DKPro Core is a UIMA-based framework, so many components heavily build upon UIMA types. There is, however, a way to extract n-grams directly from a list of strings, thereby relieving us of the effort to first kick off a UIMA pipeline in order to tokenize our text. The tutorial comprises two parts:
- Token-based n-grams that can be used in UIMA pipelines and
- String-based n-grams that can be obtained with a minimum of effort from a list of strings.
The code for this tutorial is available on GitHub.
Token-based N-grams
For this tutorial I use the example sentence “Mary gives John the apple.” First, we split the sentence into its tokens. As we need to use UIMA components anyway, I use the BreakIteratorSegmenter component for tokenization:
final String sentence = "Mary gives John the apple."; final JCas jCas = JCasFactory.createJCas(); jCas.setDocumentText(sentence); jCas.setDocumentLanguage("en"); final AnalysisEngineDescription breakIteratorSegmenter = AnalysisEngineFactory.createPrimitiveDescription( BreakIteratorSegmenter.class); SimplePipeline.runPipeline(jCas, breakIteratorSegmenter);
Afterwards, jCas contains the tokens of the sentence and we can build the n-grams from theses tokens: NGramIterable‘s factory method create takes an iterable of tokens and a maximum number for the n in our n-grams. In our case, I want to extract all bigrams and choose n=2.
final Collection<Token> tokens = JCasUtil.select(jCas, Token.class); final NGramIterable<Token> ngrams = NGramIterable.create(tokens, n); final Iterator<NGram> ngramIterator = ngrams.iterator();
As with every iterator, we can now use the iterator methods hasNext and next in order to retrieve the n-grams. Unfortunately, the iterator will return all n-grams up to a length of n, i.e., all unigrams/tokens and bigrams. but we only want the bigrams! We can use a little trick to identify the bigrams: A bigram always covers exactly two tokens and so we can use JCasUtil.selectCovered to check how may tokens an n-gram actually subsumes:
final NGram ngram = ngramIterator.next(); if (JCasUtil.selectCovered(Token.class, ngram).size() == n) { System.out.print(ngram.getCoveredText()); }
That’s it, when we run the application, we get the following output (I omitted some boilerplate/formatting code in the above listings):
Mary gives, gives John, John the, the apple
We notice, that the final period is not included in the bigrams.
String-based N-grams
As for the previous example, I use the sample sentence “Mary gives John the apple.”

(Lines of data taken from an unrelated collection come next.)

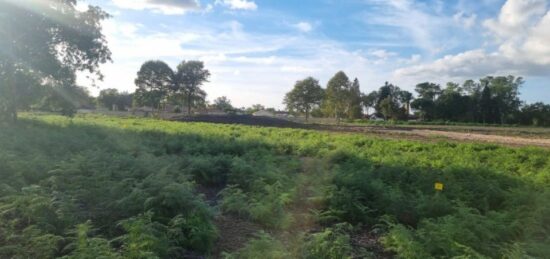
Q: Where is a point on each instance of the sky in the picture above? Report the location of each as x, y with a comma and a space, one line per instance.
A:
257, 49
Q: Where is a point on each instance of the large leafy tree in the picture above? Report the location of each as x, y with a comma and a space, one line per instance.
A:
305, 95
405, 97
188, 79
388, 101
369, 100
505, 90
428, 91
48, 40
223, 103
425, 103
337, 92
154, 81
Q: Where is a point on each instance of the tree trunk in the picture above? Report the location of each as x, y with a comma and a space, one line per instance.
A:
189, 104
14, 115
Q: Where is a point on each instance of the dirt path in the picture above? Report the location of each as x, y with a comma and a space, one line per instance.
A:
427, 134
534, 137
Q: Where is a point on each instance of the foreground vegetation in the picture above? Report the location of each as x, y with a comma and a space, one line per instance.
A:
95, 186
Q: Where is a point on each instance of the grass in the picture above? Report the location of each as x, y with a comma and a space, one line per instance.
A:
127, 187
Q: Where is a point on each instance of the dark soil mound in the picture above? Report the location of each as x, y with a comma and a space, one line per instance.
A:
242, 119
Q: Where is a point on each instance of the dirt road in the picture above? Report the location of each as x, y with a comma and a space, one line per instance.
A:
460, 133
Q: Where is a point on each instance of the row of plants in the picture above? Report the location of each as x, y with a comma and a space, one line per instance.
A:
97, 186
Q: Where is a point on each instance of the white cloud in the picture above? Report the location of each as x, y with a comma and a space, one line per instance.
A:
304, 26
168, 7
382, 53
238, 4
246, 67
417, 22
515, 17
467, 21
522, 37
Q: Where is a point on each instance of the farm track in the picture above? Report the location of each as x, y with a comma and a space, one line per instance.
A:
509, 137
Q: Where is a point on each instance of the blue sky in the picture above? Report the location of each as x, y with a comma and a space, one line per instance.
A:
257, 49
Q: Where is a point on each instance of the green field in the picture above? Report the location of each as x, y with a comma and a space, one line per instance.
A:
107, 187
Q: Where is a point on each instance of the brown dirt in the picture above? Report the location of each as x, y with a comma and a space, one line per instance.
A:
460, 134
234, 233
426, 134
369, 240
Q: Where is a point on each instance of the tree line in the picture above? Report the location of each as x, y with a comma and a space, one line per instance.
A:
42, 52
490, 100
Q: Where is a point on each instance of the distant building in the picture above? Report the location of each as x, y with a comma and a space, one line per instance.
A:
264, 113
374, 117
211, 111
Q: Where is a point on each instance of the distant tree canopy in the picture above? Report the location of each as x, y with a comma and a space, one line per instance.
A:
222, 103
158, 84
43, 44
188, 79
337, 92
490, 100
306, 95
154, 81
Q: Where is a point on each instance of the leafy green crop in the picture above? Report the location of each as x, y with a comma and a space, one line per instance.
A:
105, 187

Compared to the token-based example, this one is much easier. We replace the segmenter component with a call to String.split. To keep the regular expression simple, I add a whitespace before the period:
final String[] tokens = sentence.replace(".", " .").split("\\s");
A second line of code already produces our desired iterator over the n-grams. Note that we may specify a minimal and maximal n for our n-grams here:
final Iterator<String> ngramIterator = new NGramStringIterable(tokens, 2, 2).iterator();
The rest is almost identical, but our n-grams are now Strings and we do not need to care about the n-grams length. The output code reduces to
final String ngram = ngramIterator.next(); System.out.print(ngram);
In contrast to the token-based approach, this n-gram iterator also produces the bigrams with the period in it:
Mary gives, gives John, John the, the apple, apple .
Where to get it
The code for this tutorial is available on GitHub.
Maven Dependency for the n-gram tools:
<dependency> <groupId>de.tudarmstadt.ukp.dkpro.core</groupId> <artifactId>de.tudarmstadt.ukp.dkpro.core.ngrams-asl</artifactId> </dependency>
Maven dependency for the segmenter/tokenizer components:
<dependency> <groupId>de.tudarmstadt.ukp.dkpro.core</groupId> <artifactId>de.tudarmstadt.ukp.dkpro.core.tokit-asl</artifactId> </dependency>
The version information of the two dependencies is provided through Maven’s Dependency Management:
<dependency> <groupId>de.tudarmstadt.ukp.dkpro.core</groupId> <artifactId>de.tudarmstadt.ukp.dkpro.core-asl</artifactId> <version>1.4.0</version> <type>pom</type> <scope>import</scope> </dependency>